Even so, supercomputers are not all-powerful. Their biggest limitations usually come down to four things: workload scaling, data transfer issues, power consumption, and reliability. Engineers are making progress on all four, but none of these problems has disappeared.
Supercomputers work best when they can break tasks into chunks
One of the biggest limitations is that supercomputers are only useful for certain kinds of tasks. They are best at problems that can be broken into many smaller pieces and worked on concurrently. This is known as parallel processing; for example, a climate model can split the atmosphere and oceans into many sections and calculate each one in parallel. But some problems do not work that way. Some tasks have steps that must happen sequentially. When that happens, a supercomputer cannot speed things up very much. If part of a job has to wait for another task to be finished, the whole system slows down. The answer here often isn’t to add more hardware. Instead, it’s to redesign the software so more of the work can happen simultaneously.Â
Another major limitation involves the process of moving data around. A supercomputer may be able to calculate incredibly quickly, but it still needs to fetch information from memory. In many cases, the machine is not limited by calculation speed, but by the time it takes to move data from one place to another. To mitigate this challenge, supercomputers store data physically closer to the processors to move it more efficiently. Researchers are also redesigning programs to reuse data more effectively instead of constantly fetching it.
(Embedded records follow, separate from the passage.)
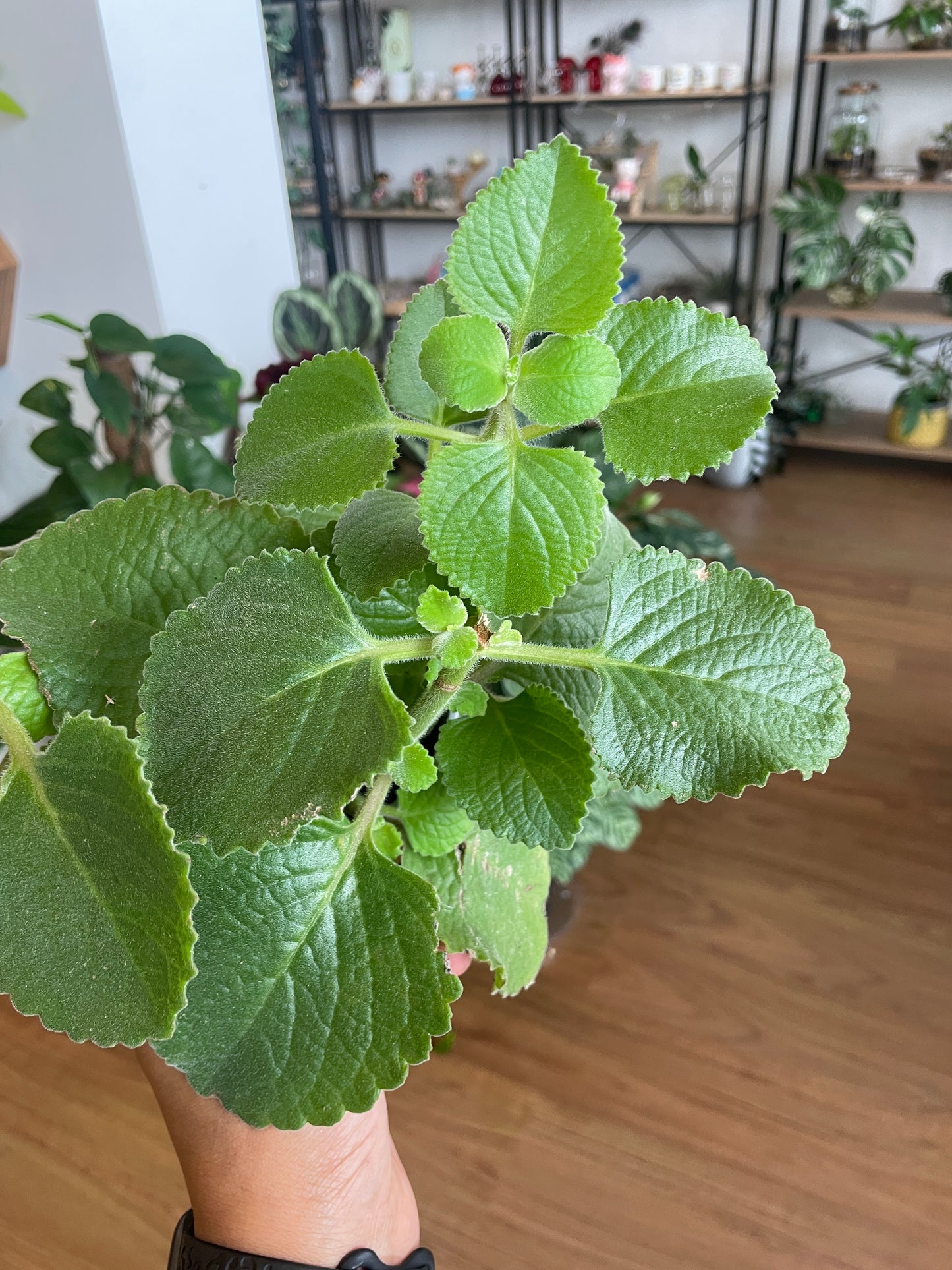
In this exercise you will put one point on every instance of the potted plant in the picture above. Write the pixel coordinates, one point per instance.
(847, 28)
(144, 391)
(923, 23)
(291, 767)
(853, 272)
(919, 416)
(936, 160)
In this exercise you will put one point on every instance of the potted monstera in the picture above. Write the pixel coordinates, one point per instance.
(305, 741)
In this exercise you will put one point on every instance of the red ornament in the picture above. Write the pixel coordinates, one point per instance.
(593, 69)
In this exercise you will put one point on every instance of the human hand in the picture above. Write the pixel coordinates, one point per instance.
(309, 1196)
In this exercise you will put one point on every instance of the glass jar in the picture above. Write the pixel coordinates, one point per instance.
(847, 30)
(852, 134)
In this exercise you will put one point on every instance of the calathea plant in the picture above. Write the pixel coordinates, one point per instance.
(327, 759)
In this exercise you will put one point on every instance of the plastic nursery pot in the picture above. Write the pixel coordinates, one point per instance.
(928, 432)
(934, 163)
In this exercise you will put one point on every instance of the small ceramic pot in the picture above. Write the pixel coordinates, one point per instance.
(928, 432)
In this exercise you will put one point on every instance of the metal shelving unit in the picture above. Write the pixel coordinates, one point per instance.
(864, 431)
(534, 36)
Supercomputers use a lot of power and have a lot of parts that can go wrong
Power use is also a huge limitation. The fastest supercomputers use enormous amounts of electricity. They also need advanced cooling systems to prevent overheating. This creates two problems. First, it makes supercomputers very expensive to run. Second, it raises environmental concerns, especially as people push back on the large data centers needed to house them. Building better supercomputers will depend not only on making them more powerful, but also on making them more energy-efficient.
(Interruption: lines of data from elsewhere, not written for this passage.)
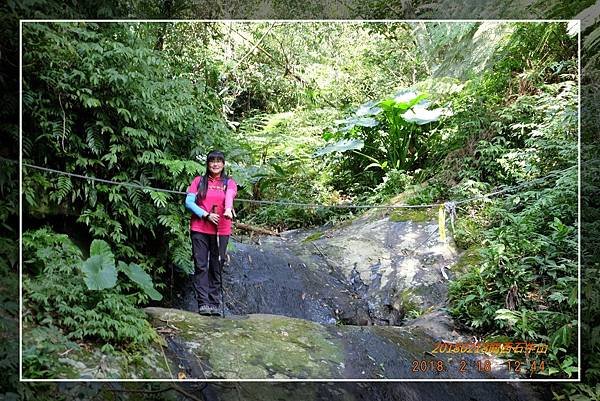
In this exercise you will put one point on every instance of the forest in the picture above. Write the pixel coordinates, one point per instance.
(315, 118)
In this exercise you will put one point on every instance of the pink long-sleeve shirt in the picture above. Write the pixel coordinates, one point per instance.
(215, 195)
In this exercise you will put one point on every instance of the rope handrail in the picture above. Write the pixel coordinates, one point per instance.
(300, 204)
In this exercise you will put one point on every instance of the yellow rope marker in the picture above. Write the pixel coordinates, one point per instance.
(442, 222)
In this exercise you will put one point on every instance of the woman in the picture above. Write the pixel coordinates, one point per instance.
(210, 199)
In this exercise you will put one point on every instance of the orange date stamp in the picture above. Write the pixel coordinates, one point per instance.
(491, 347)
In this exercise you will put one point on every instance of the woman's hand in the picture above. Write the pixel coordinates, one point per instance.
(213, 218)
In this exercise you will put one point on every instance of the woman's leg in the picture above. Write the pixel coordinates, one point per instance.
(215, 272)
(200, 279)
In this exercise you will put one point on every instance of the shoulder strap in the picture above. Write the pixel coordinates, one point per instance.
(225, 182)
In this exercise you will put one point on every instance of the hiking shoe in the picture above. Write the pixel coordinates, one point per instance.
(205, 310)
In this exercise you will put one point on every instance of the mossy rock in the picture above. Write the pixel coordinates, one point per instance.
(255, 347)
(418, 215)
(468, 260)
(313, 237)
(65, 359)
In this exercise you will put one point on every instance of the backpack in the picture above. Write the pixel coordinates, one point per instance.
(225, 182)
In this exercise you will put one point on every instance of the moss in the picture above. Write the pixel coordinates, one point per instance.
(418, 215)
(313, 237)
(260, 346)
(467, 260)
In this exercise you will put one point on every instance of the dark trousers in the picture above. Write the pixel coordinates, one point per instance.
(207, 271)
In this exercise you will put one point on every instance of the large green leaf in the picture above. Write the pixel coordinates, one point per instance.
(101, 248)
(420, 115)
(340, 146)
(99, 269)
(348, 123)
(141, 278)
(99, 272)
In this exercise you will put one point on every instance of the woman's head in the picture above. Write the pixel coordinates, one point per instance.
(215, 163)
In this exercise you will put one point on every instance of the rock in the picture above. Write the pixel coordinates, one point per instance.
(262, 346)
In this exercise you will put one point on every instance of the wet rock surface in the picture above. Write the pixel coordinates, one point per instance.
(365, 301)
(260, 346)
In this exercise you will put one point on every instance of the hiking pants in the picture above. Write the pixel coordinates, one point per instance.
(207, 272)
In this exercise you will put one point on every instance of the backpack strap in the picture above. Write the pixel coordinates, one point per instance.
(225, 182)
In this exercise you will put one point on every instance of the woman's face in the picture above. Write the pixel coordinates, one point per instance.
(215, 166)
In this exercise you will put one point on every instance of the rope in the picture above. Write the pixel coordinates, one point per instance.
(451, 205)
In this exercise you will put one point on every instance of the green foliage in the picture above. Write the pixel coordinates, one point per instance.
(59, 294)
(99, 269)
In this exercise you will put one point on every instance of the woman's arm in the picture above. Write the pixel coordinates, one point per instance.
(190, 203)
(230, 194)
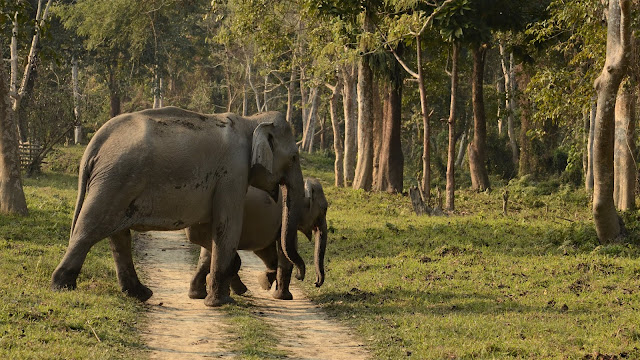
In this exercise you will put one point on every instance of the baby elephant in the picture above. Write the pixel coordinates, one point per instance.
(260, 232)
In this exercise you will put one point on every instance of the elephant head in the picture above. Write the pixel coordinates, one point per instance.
(276, 162)
(314, 221)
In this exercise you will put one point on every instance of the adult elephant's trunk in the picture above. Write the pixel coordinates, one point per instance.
(320, 235)
(292, 201)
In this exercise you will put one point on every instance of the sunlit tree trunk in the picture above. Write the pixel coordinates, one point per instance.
(77, 138)
(525, 163)
(12, 200)
(391, 160)
(510, 102)
(592, 128)
(350, 108)
(290, 89)
(608, 224)
(364, 167)
(477, 148)
(312, 119)
(624, 165)
(451, 153)
(338, 147)
(378, 117)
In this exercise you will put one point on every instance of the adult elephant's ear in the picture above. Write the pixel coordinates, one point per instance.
(262, 146)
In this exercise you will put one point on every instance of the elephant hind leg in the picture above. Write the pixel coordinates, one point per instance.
(269, 257)
(283, 278)
(130, 284)
(66, 273)
(198, 285)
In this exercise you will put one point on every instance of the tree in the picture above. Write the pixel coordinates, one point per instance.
(12, 200)
(363, 178)
(451, 177)
(609, 225)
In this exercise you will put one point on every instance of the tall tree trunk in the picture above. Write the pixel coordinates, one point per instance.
(304, 103)
(309, 132)
(608, 224)
(451, 177)
(391, 160)
(477, 148)
(426, 136)
(337, 137)
(378, 116)
(624, 165)
(525, 163)
(12, 200)
(592, 129)
(290, 89)
(364, 167)
(350, 108)
(510, 102)
(77, 138)
(114, 93)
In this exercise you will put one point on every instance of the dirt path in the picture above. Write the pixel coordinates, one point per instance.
(175, 328)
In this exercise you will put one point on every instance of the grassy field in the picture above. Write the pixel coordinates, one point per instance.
(477, 284)
(472, 285)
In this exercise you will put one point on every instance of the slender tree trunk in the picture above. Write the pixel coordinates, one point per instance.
(477, 148)
(624, 165)
(364, 167)
(304, 103)
(77, 138)
(12, 200)
(290, 89)
(309, 132)
(608, 224)
(451, 177)
(525, 163)
(592, 130)
(337, 137)
(510, 103)
(426, 136)
(461, 150)
(378, 116)
(114, 94)
(350, 108)
(391, 160)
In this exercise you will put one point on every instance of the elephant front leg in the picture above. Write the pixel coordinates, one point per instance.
(283, 276)
(226, 229)
(130, 284)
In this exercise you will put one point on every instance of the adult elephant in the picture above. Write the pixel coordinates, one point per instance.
(170, 169)
(260, 231)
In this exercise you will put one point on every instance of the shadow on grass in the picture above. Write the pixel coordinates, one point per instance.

Another problem is reliability. A supercomputer contains an enormous number of parts: processors, memory units, cables, storage systems, cooling equipment, and more. The more parts a machine has, the more chances there are for something to go wrong. A loose cable, faulty memory chip, or cooling issue can interrupt a major calculation. This matters because some scientific jobs run for hours or days. If something fails midway through, that work may need to be restarted or recovered from a saved checkpoint. Engineers employ tools like the Lawrence Livermore National Laboratory’s Scalable Checkpoint/Restart (SCR) to minimize the amount of work lost when an issue occurs, but there’s no way to fully prevent hardware issues from occurring. After all, building a massive machine also means there are a massive number of things that can break.